Here is the information that I have on the design and weight. I do not have pricing yet but if they come in at around $50.00 USD they might not be to bad.



ROAD and MTB Skewers 

a. Skewers lever material - made from 7075 AL with KCNC hollow patented design

b. Axle – 6/4 Titanium with two stainless steel springs

c. Colours available - Black,Blue,Gold,Green,Silver,Red. 

d. Road Skewer Front length - 100mm, Rear length - 130mm, Weight - 42g. 

e. MTB Skewer Front length - 100mm, Rear length - 135mm, Weight - 44g,


----------



## MIN in PDX (Nov 29, 2007)

42 and 44g for the pair (respectively) or each?
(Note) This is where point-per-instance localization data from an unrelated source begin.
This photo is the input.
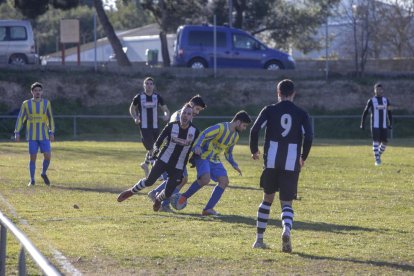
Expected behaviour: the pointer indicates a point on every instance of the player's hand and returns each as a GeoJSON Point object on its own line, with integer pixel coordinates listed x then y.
{"type": "Point", "coordinates": [197, 150]}
{"type": "Point", "coordinates": [238, 170]}
{"type": "Point", "coordinates": [256, 155]}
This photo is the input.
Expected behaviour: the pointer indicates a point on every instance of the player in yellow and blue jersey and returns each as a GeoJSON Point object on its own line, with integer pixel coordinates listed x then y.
{"type": "Point", "coordinates": [40, 129]}
{"type": "Point", "coordinates": [207, 148]}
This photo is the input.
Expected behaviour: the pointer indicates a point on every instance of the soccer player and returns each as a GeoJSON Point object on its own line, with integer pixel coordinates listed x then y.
{"type": "Point", "coordinates": [144, 112]}
{"type": "Point", "coordinates": [40, 129]}
{"type": "Point", "coordinates": [180, 137]}
{"type": "Point", "coordinates": [198, 105]}
{"type": "Point", "coordinates": [212, 141]}
{"type": "Point", "coordinates": [381, 119]}
{"type": "Point", "coordinates": [286, 125]}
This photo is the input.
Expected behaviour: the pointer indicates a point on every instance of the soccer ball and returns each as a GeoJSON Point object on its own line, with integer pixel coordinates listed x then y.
{"type": "Point", "coordinates": [174, 202]}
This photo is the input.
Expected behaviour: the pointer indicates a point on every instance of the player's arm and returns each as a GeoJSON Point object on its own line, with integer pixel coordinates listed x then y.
{"type": "Point", "coordinates": [254, 134]}
{"type": "Point", "coordinates": [307, 139]}
{"type": "Point", "coordinates": [389, 113]}
{"type": "Point", "coordinates": [134, 112]}
{"type": "Point", "coordinates": [51, 122]}
{"type": "Point", "coordinates": [207, 134]}
{"type": "Point", "coordinates": [21, 118]}
{"type": "Point", "coordinates": [365, 113]}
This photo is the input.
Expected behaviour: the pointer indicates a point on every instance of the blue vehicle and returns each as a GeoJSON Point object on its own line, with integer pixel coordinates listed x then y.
{"type": "Point", "coordinates": [194, 48]}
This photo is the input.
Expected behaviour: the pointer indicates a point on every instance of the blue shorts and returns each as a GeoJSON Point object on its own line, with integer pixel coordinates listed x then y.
{"type": "Point", "coordinates": [34, 146]}
{"type": "Point", "coordinates": [214, 169]}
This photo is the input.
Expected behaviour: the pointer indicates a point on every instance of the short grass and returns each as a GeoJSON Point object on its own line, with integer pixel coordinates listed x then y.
{"type": "Point", "coordinates": [352, 217]}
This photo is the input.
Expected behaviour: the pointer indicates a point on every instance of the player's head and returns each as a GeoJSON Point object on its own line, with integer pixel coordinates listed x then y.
{"type": "Point", "coordinates": [378, 89]}
{"type": "Point", "coordinates": [148, 84]}
{"type": "Point", "coordinates": [186, 114]}
{"type": "Point", "coordinates": [242, 120]}
{"type": "Point", "coordinates": [36, 89]}
{"type": "Point", "coordinates": [198, 104]}
{"type": "Point", "coordinates": [285, 89]}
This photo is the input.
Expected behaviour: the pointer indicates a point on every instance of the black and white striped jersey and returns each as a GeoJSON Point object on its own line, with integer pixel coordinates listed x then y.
{"type": "Point", "coordinates": [286, 126]}
{"type": "Point", "coordinates": [148, 109]}
{"type": "Point", "coordinates": [380, 112]}
{"type": "Point", "coordinates": [178, 143]}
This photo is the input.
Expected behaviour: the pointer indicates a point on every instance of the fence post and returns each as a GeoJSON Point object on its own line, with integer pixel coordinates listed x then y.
{"type": "Point", "coordinates": [3, 242]}
{"type": "Point", "coordinates": [22, 262]}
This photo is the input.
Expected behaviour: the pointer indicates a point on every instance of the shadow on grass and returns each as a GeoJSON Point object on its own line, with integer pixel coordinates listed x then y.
{"type": "Point", "coordinates": [404, 267]}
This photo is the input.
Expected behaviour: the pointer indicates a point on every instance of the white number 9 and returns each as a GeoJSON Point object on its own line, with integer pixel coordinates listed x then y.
{"type": "Point", "coordinates": [286, 124]}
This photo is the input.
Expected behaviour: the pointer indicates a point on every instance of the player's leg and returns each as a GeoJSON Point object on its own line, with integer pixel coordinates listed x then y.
{"type": "Point", "coordinates": [288, 183]}
{"type": "Point", "coordinates": [158, 168]}
{"type": "Point", "coordinates": [375, 145]}
{"type": "Point", "coordinates": [219, 174]}
{"type": "Point", "coordinates": [33, 149]}
{"type": "Point", "coordinates": [47, 155]}
{"type": "Point", "coordinates": [270, 186]}
{"type": "Point", "coordinates": [203, 178]}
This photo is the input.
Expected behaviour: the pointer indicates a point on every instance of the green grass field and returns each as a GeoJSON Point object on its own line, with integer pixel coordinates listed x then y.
{"type": "Point", "coordinates": [352, 217]}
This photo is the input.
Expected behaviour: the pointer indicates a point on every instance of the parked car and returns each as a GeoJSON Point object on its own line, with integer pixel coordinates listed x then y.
{"type": "Point", "coordinates": [235, 48]}
{"type": "Point", "coordinates": [17, 44]}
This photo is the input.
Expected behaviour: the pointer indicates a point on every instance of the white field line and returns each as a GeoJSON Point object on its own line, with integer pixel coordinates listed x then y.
{"type": "Point", "coordinates": [57, 255]}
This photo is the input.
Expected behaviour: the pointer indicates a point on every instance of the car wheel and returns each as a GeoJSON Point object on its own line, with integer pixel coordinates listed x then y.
{"type": "Point", "coordinates": [197, 63]}
{"type": "Point", "coordinates": [274, 65]}
{"type": "Point", "coordinates": [18, 60]}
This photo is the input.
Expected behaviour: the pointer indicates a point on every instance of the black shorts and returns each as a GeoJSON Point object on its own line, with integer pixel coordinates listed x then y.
{"type": "Point", "coordinates": [380, 134]}
{"type": "Point", "coordinates": [175, 176]}
{"type": "Point", "coordinates": [284, 182]}
{"type": "Point", "coordinates": [149, 136]}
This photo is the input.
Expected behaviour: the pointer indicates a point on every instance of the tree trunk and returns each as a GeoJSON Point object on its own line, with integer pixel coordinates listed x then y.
{"type": "Point", "coordinates": [121, 57]}
{"type": "Point", "coordinates": [164, 49]}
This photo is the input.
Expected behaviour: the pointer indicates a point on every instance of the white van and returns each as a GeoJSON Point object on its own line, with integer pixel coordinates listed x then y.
{"type": "Point", "coordinates": [17, 44]}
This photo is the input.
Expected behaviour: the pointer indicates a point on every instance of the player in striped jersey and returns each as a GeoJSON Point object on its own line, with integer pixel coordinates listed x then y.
{"type": "Point", "coordinates": [144, 112]}
{"type": "Point", "coordinates": [180, 137]}
{"type": "Point", "coordinates": [198, 105]}
{"type": "Point", "coordinates": [286, 125]}
{"type": "Point", "coordinates": [212, 141]}
{"type": "Point", "coordinates": [40, 129]}
{"type": "Point", "coordinates": [381, 119]}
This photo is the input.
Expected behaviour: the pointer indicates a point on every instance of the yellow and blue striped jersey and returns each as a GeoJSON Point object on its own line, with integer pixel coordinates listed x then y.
{"type": "Point", "coordinates": [216, 139]}
{"type": "Point", "coordinates": [38, 117]}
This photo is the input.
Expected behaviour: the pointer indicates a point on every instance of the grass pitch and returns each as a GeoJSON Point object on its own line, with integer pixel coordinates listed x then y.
{"type": "Point", "coordinates": [352, 217]}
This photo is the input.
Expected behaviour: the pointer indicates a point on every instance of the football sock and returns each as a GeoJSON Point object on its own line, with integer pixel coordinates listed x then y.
{"type": "Point", "coordinates": [263, 214]}
{"type": "Point", "coordinates": [375, 146]}
{"type": "Point", "coordinates": [287, 217]}
{"type": "Point", "coordinates": [160, 187]}
{"type": "Point", "coordinates": [46, 164]}
{"type": "Point", "coordinates": [139, 186]}
{"type": "Point", "coordinates": [192, 190]}
{"type": "Point", "coordinates": [32, 169]}
{"type": "Point", "coordinates": [382, 148]}
{"type": "Point", "coordinates": [215, 197]}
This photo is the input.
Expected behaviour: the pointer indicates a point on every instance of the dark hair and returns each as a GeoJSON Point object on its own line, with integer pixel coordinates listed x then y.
{"type": "Point", "coordinates": [197, 100]}
{"type": "Point", "coordinates": [242, 116]}
{"type": "Point", "coordinates": [286, 87]}
{"type": "Point", "coordinates": [36, 84]}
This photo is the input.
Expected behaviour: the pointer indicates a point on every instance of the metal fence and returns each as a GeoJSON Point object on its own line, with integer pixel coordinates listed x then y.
{"type": "Point", "coordinates": [324, 126]}
{"type": "Point", "coordinates": [26, 245]}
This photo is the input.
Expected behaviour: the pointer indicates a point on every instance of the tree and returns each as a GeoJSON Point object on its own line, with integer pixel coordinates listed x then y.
{"type": "Point", "coordinates": [34, 8]}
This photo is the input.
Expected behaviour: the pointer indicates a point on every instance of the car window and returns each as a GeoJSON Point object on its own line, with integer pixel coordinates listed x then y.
{"type": "Point", "coordinates": [206, 38]}
{"type": "Point", "coordinates": [18, 33]}
{"type": "Point", "coordinates": [245, 42]}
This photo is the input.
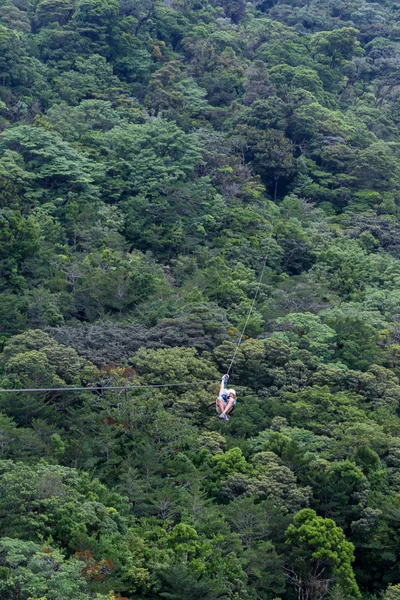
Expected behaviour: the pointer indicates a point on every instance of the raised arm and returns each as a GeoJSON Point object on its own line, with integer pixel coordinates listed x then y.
{"type": "Point", "coordinates": [222, 386]}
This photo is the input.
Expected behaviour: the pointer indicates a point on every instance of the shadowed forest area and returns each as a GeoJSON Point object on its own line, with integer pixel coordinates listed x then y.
{"type": "Point", "coordinates": [152, 154]}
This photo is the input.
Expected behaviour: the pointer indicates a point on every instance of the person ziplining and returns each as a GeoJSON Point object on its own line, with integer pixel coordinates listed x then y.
{"type": "Point", "coordinates": [226, 400]}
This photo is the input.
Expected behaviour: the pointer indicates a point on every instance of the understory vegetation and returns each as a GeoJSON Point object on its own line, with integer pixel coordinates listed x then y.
{"type": "Point", "coordinates": [153, 154]}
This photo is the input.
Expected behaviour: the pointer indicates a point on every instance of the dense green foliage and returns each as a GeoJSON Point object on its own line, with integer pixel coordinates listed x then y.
{"type": "Point", "coordinates": [152, 153]}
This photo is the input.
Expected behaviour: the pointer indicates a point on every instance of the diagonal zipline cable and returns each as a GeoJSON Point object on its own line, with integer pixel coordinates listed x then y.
{"type": "Point", "coordinates": [161, 385]}
{"type": "Point", "coordinates": [107, 387]}
{"type": "Point", "coordinates": [255, 295]}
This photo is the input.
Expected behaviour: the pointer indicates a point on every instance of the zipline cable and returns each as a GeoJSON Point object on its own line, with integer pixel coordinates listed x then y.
{"type": "Point", "coordinates": [107, 387]}
{"type": "Point", "coordinates": [162, 385]}
{"type": "Point", "coordinates": [255, 295]}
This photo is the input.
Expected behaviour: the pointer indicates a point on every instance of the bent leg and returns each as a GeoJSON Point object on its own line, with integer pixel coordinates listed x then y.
{"type": "Point", "coordinates": [220, 405]}
{"type": "Point", "coordinates": [228, 407]}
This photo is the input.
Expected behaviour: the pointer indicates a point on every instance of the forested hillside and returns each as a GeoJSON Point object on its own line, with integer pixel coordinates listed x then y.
{"type": "Point", "coordinates": [153, 153]}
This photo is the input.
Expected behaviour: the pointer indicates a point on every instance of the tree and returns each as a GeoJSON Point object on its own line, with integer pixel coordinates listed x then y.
{"type": "Point", "coordinates": [320, 556]}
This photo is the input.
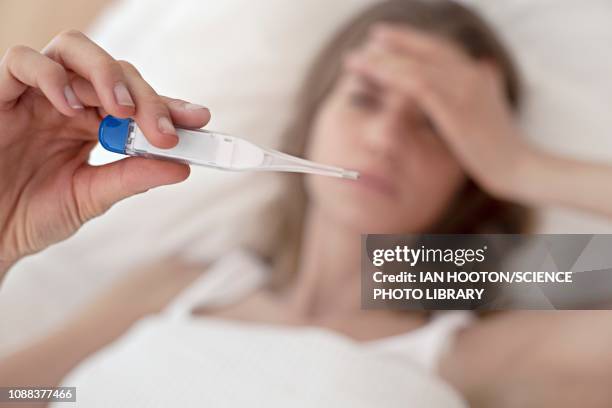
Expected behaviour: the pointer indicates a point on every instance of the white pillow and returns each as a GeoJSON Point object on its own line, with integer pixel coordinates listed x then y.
{"type": "Point", "coordinates": [244, 60]}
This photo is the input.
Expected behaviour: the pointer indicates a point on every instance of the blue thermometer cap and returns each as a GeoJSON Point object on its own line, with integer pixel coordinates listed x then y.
{"type": "Point", "coordinates": [113, 133]}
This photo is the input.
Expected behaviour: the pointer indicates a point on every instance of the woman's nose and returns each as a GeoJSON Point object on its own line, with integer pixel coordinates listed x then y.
{"type": "Point", "coordinates": [384, 137]}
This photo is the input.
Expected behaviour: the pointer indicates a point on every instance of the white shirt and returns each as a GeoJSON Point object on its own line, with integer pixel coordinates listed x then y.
{"type": "Point", "coordinates": [176, 359]}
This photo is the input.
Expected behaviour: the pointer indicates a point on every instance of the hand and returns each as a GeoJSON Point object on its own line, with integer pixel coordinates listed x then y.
{"type": "Point", "coordinates": [51, 104]}
{"type": "Point", "coordinates": [463, 97]}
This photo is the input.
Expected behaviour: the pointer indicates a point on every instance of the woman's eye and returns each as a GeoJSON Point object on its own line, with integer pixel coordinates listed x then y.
{"type": "Point", "coordinates": [363, 100]}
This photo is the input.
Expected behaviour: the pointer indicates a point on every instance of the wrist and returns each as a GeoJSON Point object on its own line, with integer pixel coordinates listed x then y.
{"type": "Point", "coordinates": [4, 268]}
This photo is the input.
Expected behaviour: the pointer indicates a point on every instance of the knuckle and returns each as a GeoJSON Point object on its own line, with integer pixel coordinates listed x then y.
{"type": "Point", "coordinates": [128, 67]}
{"type": "Point", "coordinates": [14, 52]}
{"type": "Point", "coordinates": [52, 71]}
{"type": "Point", "coordinates": [107, 67]}
{"type": "Point", "coordinates": [71, 33]}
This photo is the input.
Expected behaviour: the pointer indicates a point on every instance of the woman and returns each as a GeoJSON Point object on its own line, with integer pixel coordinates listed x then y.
{"type": "Point", "coordinates": [306, 283]}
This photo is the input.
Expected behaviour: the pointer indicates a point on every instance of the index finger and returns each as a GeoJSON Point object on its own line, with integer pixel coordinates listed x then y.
{"type": "Point", "coordinates": [117, 93]}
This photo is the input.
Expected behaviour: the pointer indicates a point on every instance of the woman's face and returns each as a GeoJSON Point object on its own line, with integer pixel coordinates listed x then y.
{"type": "Point", "coordinates": [408, 176]}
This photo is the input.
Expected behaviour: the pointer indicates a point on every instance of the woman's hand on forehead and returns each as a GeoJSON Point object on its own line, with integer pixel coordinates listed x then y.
{"type": "Point", "coordinates": [463, 97]}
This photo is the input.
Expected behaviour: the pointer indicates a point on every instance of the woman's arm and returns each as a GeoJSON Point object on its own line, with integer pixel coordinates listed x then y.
{"type": "Point", "coordinates": [534, 359]}
{"type": "Point", "coordinates": [542, 179]}
{"type": "Point", "coordinates": [145, 291]}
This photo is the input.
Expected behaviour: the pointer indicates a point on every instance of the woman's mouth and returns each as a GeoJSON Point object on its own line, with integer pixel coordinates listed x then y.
{"type": "Point", "coordinates": [376, 183]}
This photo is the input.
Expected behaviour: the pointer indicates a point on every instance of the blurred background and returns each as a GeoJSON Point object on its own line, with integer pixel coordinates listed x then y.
{"type": "Point", "coordinates": [244, 60]}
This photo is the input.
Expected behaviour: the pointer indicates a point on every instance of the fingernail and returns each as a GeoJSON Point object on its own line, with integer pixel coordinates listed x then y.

That looks like Hope components, aesthetically.


----------



## bdc88 (Apr 14, 2006)

For a pair I am told.


----------



## MIN in PDX (Nov 29, 2007)

I would guess more for the price in that case .


----------



## bdc88 (Apr 14, 2006)

I was just informed that the weight is 42g for the road and 44g for the MTB versions. So it does look good at this time. I was also informed that they will be $50 USD for the pair. I will have to wait and see that but if they are I am getting a pair of each.


----------



## MIN in PDX (Nov 29, 2007)

thanks- who will sell them?


----------



## Juanmoretime (Nov 24, 2001)

bdc88 said:


> I was just informed that the weight is 42g for the road and 44g for the MTB versions. So it does look good at this time. I was also informed that they will be $50 USD for the pair. I will have to wait and see that but if they are I am getting a pair of each.


Will they come on black?


----------



## bdc88 (Apr 14, 2006)

Juan,

They do come in black and that is what I am ordering for my road bike and mtb bike. $50 USD shipped I believe. It is hard to believe that they are this price but I do have an order in for two pairs.


----------



## JetSpeed (Nov 18, 2002)

They are very beautiful . . . .


----------



## jeremyb (Jun 16, 2004)

MIN in PDX said:


> thanks- who will sell them?



http://plusonelap.blogspot.com/2008/02/kcnc-skewers.html


----------



## bctcdcjc (Feb 8, 2008)

It looks like these skewers are popping up on some other websites. I just pre-ordered a set that is due to be here in March. 

http://www.stealthcycling.com/product/KCNCSKEW


----------



## bdc88 (Apr 14, 2006)

Please tell me that you did not pay $70.00 for these. The MSRP is $50.00 and I know that you can get them for $50.00 shipped when they come out.


----------



## bctcdcjc (Feb 8, 2008)

They said that this is the estimated sale price. They won’t know their actual cost until they get the shipment. They will look at adjusting the sell price and or price matching after they get the shipment in.


----------



## MIN in PDX (Nov 29, 2007)

Even at $70, it's lighter than anything else out there that sells for $100+.


----------



## bctcdcjc (Feb 8, 2008)

That's true. Bold Precision Skewers are 49g and sell for $112.00


----------